There have been numerous cases which deal with payment provisions and many of those cases deal with the parties’ actions and whether they have complied with the payment procedures. One such case is Leeds City Council v. Waco UK , for which the decision may surprise some but act as a reminder to others.
In this case, the Council and Waco had entered into an amended JCT Design and Build Contract, 2005 Edition Revision 2 2009 for a school in Leeds. The contract required Waco to make monthly interim applications for payment on specified dates until practical completion and thereafter every two months “unless otherwise agreed”.
Before practical completion, Waco made a number of applications and generally these were not made on the contractually specified dates, but a few days after. Nevertheless, the employer’s agent mostly ignored these irregularities and certified payment.
After practical completion, Waco made three applications which again were not made on the correct dates, but the employer’s agent did not object.
The issue before the Court was whether an interim application for payment made after practical completion on 22 September 2014 was valid despite it being issued six days before the contractual date. If it was valid then it would be payable as the employer’s agent had not issued the relevant notices.
The Court decided that the conduct of the parties had resulted in there being an implied term that Waco could submit an application on or within three to four business days after the contractually specified dates.
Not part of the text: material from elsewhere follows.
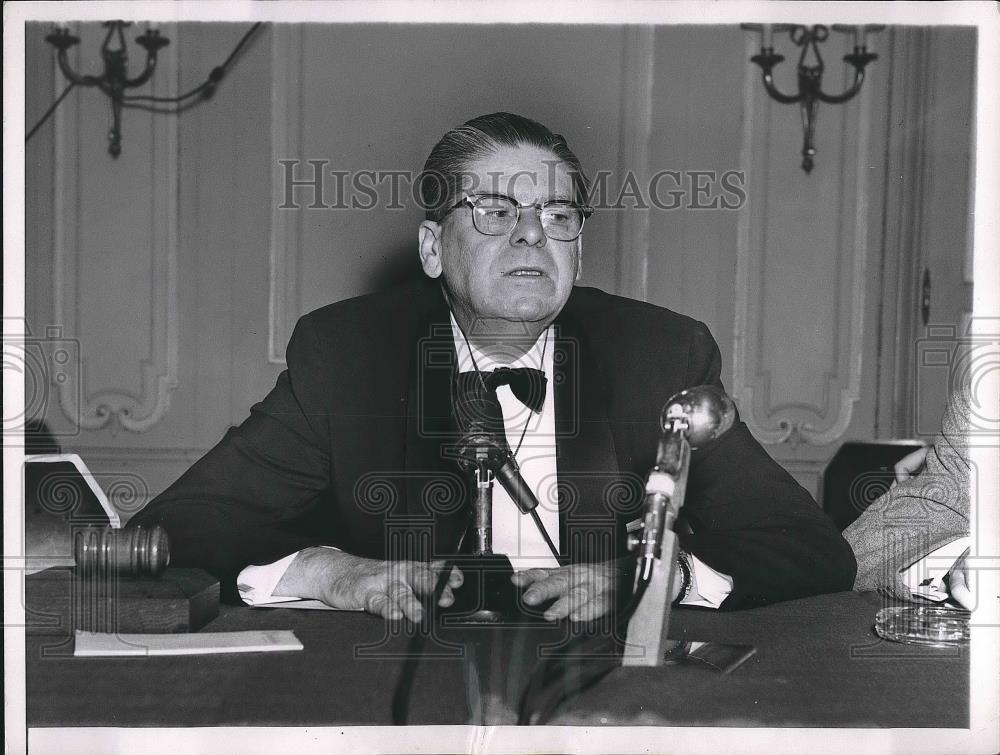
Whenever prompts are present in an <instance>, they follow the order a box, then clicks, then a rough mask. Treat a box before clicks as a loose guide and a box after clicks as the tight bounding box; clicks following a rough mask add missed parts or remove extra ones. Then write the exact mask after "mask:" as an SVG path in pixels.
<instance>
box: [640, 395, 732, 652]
mask: <svg viewBox="0 0 1000 755" xmlns="http://www.w3.org/2000/svg"><path fill="white" fill-rule="evenodd" d="M735 420H736V408H735V407H734V406H733V402H732V401H731V400H730V399H729V397H728V396H726V394H725V393H723V392H722V391H721V390H720V389H718V388H715V387H714V386H710V385H701V386H698V387H697V388H690V389H688V390H686V391H681V392H680V393H678V394H676V395H674V396H671V398H670V400H669V401H667V403H666V405H665V406H664V407H663V411H662V412H661V413H660V426H661V428H662V429H663V434H662V435H661V437H660V442H659V446H658V448H657V454H656V463H655V464H654V465H653V468H652V470H650V473H649V476H648V477H647V478H646V497H645V499H644V500H643V504H642V520H641V524H638V527H640V528H641V530H642V532H641V535H640V533H638V532H635V533H632V534H630V536H629V547H630V548H631V549H633V550H637V551H638V553H637V559H638V560H637V564H636V567H637V568H636V577H635V590H634V592H633V594H632V600H631V602H630V603H629V606H628V607H627V608H626V614H628V615H629V622H628V632H627V635H626V648H627V652H626V653H625V655H624V656H623V658H622V665H624V666H660V665H663V663H664V662H665V651H666V648H667V647H668V646H669V642H670V640H669V639H668V637H667V633H668V630H669V626H670V604H671V600H672V597H673V596H674V595H675V594H677V595H678V597H682V593H681V592H680V590H678V589H676V580H677V578H678V573H677V569H675V562H676V561H677V557H678V552H679V546H678V542H677V534H676V533H675V532H674V531H673V526H674V522H675V521H676V520H677V516H678V514H680V510H681V507H682V506H683V505H684V495H685V491H686V488H687V478H688V467H689V462H690V459H691V449H692V448H702V447H704V446H705V445H706V444H708V443H711V442H712V441H713V440H716V439H718V438H720V437H722V435H723V434H724V433H726V432H727V431H728V430H729V428H731V427H732V426H733V422H735ZM631 527H632V525H630V529H631ZM682 589H683V588H682ZM629 649H631V650H629Z"/></svg>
This meant that the Council was entitled to reject applications which were issued outside this period and/or which were issued early. It should be noted that the Council had paid one application early, but the Court did not consider that this was enough to establish a course of conduct.
What Leeds City Council v. Waco UK  shows is that, whether you are an employer or a contractor you should be following the contract as otherwise you may end up in a costly argument as to whether the parties’ actions had varied the contract.
Another recent case which deals with payment procedures is Caledonian Modular v. Mar City Developments . Caledonian Modular was appointed by Mar City under a letter of intent dated 19 December 2013, to carry out extensive construction works at a site in North London. The letter of intent contained no payment or adjudication provisions, and so the Scheme for Construction Contracts was implied.
Caledonian Modular had made 14 interim applications in the same format: a letter attaching the details of the application, the total amount due, the amount previously certified, the net amount due, the date a payment notice was to be received from Mar City, and the date for final payment. The interim applications were also made towards the end of the each successive calendar month.
On 30 January 2015, Caledonian Modular issued application for payment number 15 which followed the format of the previous applications issued. It identified the last date for a payment notice to be issued was 5 February 2015, with the final date for payment being 28 February 2015.
Mar City emailed a payless notice to Caledonian Modular on 5 February 2015 and on 13 February 2015, Caledonian Modular e-mailed Mar City, disagreeing with its valuation. Then on 19 March 2015, Caledonian Modular issued an invoice, to which Mar City responded with a payless notice on 26 March 2015.
The issue before the Court was whether the 13 February 2015 e-mail was a new application for payment, and if so, whether the invoice issued on 19 March 2015 was a notice of default. If this was the case, then Mar City’s payless notice sent on 26 March was out of time.
The Court decided that the 13 February 2015 e-mail was not an application for payment or a valid payee’s notice for the following reasons – it did not state it was a new application for payment, the invoice of 19 March 2015 did not say that it was a default payment notice or that the original application for payment had been made on 13 February 2015, and Mar City had in fact asked Caledonian Modular what the 13 February 2015 documents were, to which Caledonian Modular had responded that the documents were updates. The judge also pointed out that the purported application of 13 February 2015 came in the middle of the month, rather than at the end, as all previous applications had done.
What Caledonian Modular v. Mar City Developments  shows is that if you are issuing an application for payment make clear on it that it is an application for payment so that the payment period is triggered.
There is no ‘new’ law in either of these cases, however they act as a useful reminder and it is clear that the Court expect contractors to set out their interim payment claims with clarity and in accordance with the payment cycle. If an application for payment is issued early, the Court is unlikely to look on it too kindly.